In order to restrain the sensitivity (regarding the pump head) due
to the diameter change, in the present invention, the bypass hole
connects the space formed between the inner casing and the outer
casing to the intermediate fluid passage; since the fluid in the
intermediate fluid passage is already pressurized at least one
stage of multistage impellers, the pressure difference between the
back and forth positions of the bypass hole can be restrained under
a certain low level. Thus, it can be realized that a slight change
of the diameter of the through-hole in the throat diameter
adjusting member does not cause an excessive change in the pump
head
[0035] Another preferable embodiment is the double casing type
pump, whereby the multiple throat diameter adjusting members are a
plurality of bushes, each bush having a through-hole of an inner
diameter different from the inner diameter of the through-hole of
another bush.
[0036] In this way, only by fitting the bush (throat diameter
adjusting member) into the bypass hole and extracting the bush from
the bypass hole, the bush can be attached to and detached from the
pump. Accordingly, the insertion and withdrawal of the bush can be
easily performed.
[0037] Further, the present invention discloses a method for
adjusting the head of a double casing type pump, the pump provided
with a plurality of impellers fixed to a rotation shaft, an inner
casing shrouding the impellers, and an outer casing shrouding the
inner casing and having a suction opening and a discharge opening
for fluid; wherein,
[0038] the pump further comprises:
[0039] a space formed between the inner casing and the outer
casing; and
[0040] a bypass hole connecting the space to a working fluid
passage in the inner casing, the pressure in the working fluid
passage being lower than the fluid stagnating in the space;
wherein,
[0041] the communication hole is provided with a throat diameter
adjusting member which is selected from a plurality of throat
diameter adjusting members each of which having different throat
area in order that the head of the pump remains within a
predetermined range.
EFFECTS OF THE INVENTION
[0042] The present invention can provide a double casing type pump
and a head adjusting method thereof, the pump being provided with:
a plurality of impellers fixed to a rotation shaft (a rotor shaft),
an inner casing shrouding the impellers; an outer casing shrouding
the inner casing and having a suction opening and a discharge
opening; wherein, the performance of the pump, especially, the head
of the pump is able to be adjusted without large-scale work as well
as without component disassembly.
BRIEF DESCRIPTION OF THE DRAWINGS
[0043] The present invention will now be described in greater
detail with reference to the preferred embodiments of the invention
and the accompanying drawings, wherein:
[0044] FIG. 1 shows a cross-section of a double casing type pump
according to an embodiment of the present invention;
[0045] FIG. 2 shows an outline of a bush;
[0046] FIG. 3 shows a cross-section of a double casing type pump as
a comparison example according to the conventional technology.
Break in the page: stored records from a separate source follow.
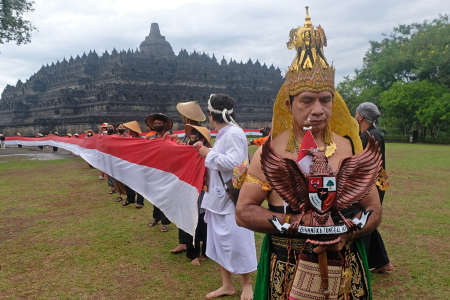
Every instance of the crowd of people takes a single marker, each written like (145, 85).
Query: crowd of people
(217, 235)
(289, 264)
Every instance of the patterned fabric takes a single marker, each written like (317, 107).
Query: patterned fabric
(341, 121)
(307, 282)
(278, 291)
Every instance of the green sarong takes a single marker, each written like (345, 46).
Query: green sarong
(263, 274)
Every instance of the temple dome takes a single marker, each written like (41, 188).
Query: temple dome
(156, 44)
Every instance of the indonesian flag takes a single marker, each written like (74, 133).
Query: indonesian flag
(303, 160)
(167, 174)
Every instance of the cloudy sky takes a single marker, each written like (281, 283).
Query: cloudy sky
(237, 29)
DETAILED DESCRIPTION OF THE PREFERRED EMBODIMENTS
[0047] Hereafter, the present invention will be described in detail
with reference to the embodiments shown in the figures. However,
the dimensions, materials, shape, the relative placement and so on
of a component described in these embodiments shall not be
construed as limiting the scope of the invention thereto, unless
especially specific mention is made.
Embodiment
[0048] FIG. 1 shows a cross-section of a double casing type pump
according to an embodiment of the present invention. At first, the
whole configuration as to the double casing type pump according to
the embodiment is now be explained on the basis of FIG. 1.
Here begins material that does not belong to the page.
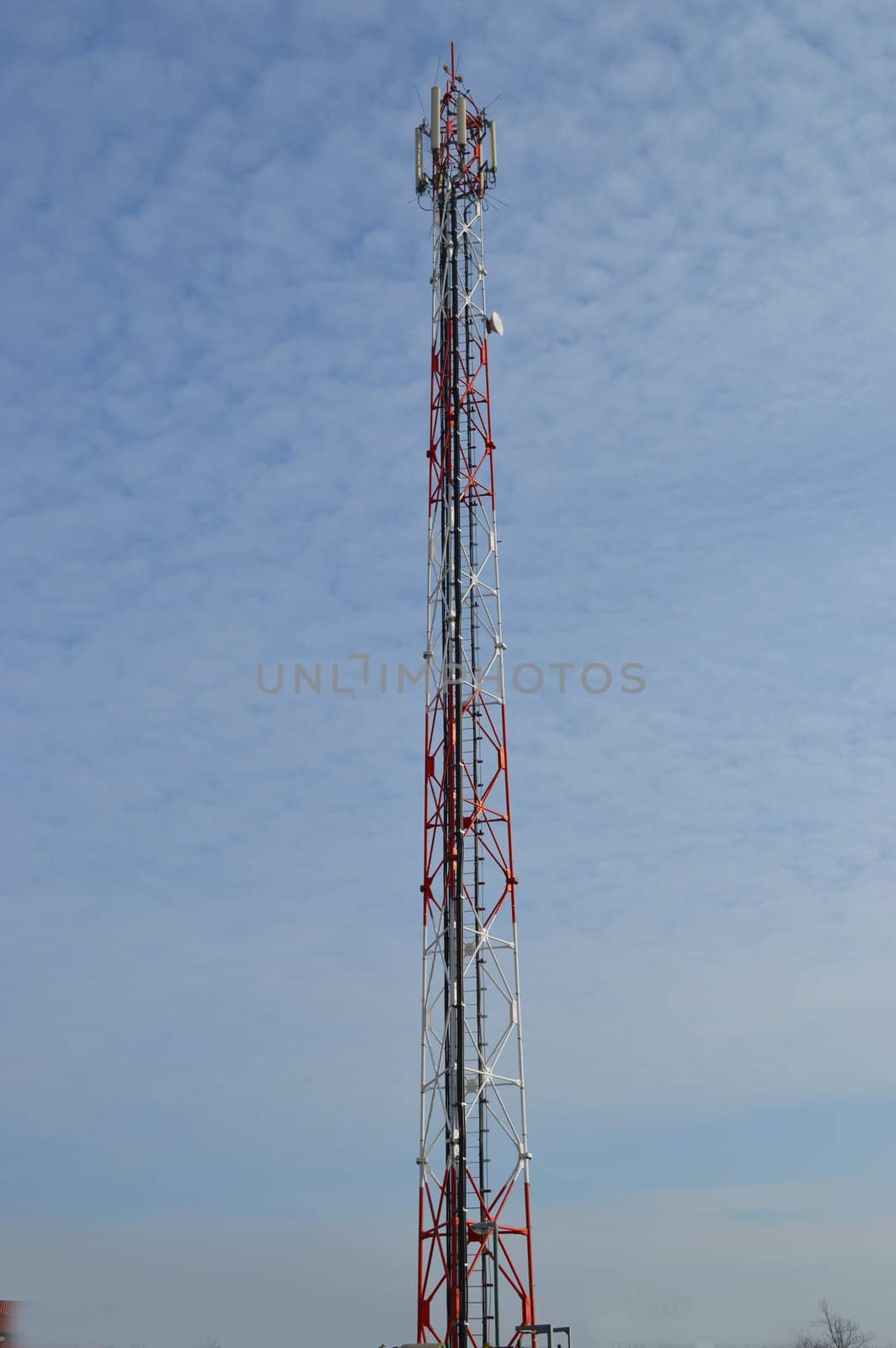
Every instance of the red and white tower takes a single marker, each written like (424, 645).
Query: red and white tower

[0049] The double casing type pump 1 is provided with: a first
runner group 12 comprising multistage impellers (6 stage impellers
in FIG. 1); a second runner group 14 comprising multistage
impellers (5 stage impellers in FIG. 1); an inner casing 2
shrouding the first runner group 12 and the second runner group 14;
an outer casing 3 shrouding the inner casing 2; a cover 8 sealing
the opening at an end of the outer casing 3; a cover 10 sealing the
opening at another end of the outer casing 3. Further, the first
runner group 12 and the second runner group 14 are fixed to a shaft
5, each runner group comprising a plurality of impellers of a
multistage.
[0050] The outer casing 3 is provided with a suction opening and a
discharge opening 6. Further, a space 18 communicating with the
discharge opening 6 is formed between the inner casing 2 and the
outer casing 3.
[0051] Further, in the inner casing 2, a crossover 13 (i.e. an
inner casing crossover passage 13) is provided, the crossover 13
being an intermediate passage of the fluid that is pressurized by
the first runner group 12 and delivered to the second runner group
14.
[0052] Further, in the inner casing 2, a bypass hole 19 is
provided, the bypass hole 19 connecting the space 18 to the
crossover 13; in the bypass hole 19, a bush 20 is inserted and
fixed therein so that the bush 20 has a penetrating hole not to
completely clog the fluid flow. In other words, the bypass hole 19
in the inner casing 2 is arranged so that a flow direction from the
space 18 to the crossover 13 is formed.
[0053] FIG. 2 shows an outline of the bush 20; as shown in FIG. 2,
a through-hole 21 of a diameter r is provided in the bush 20.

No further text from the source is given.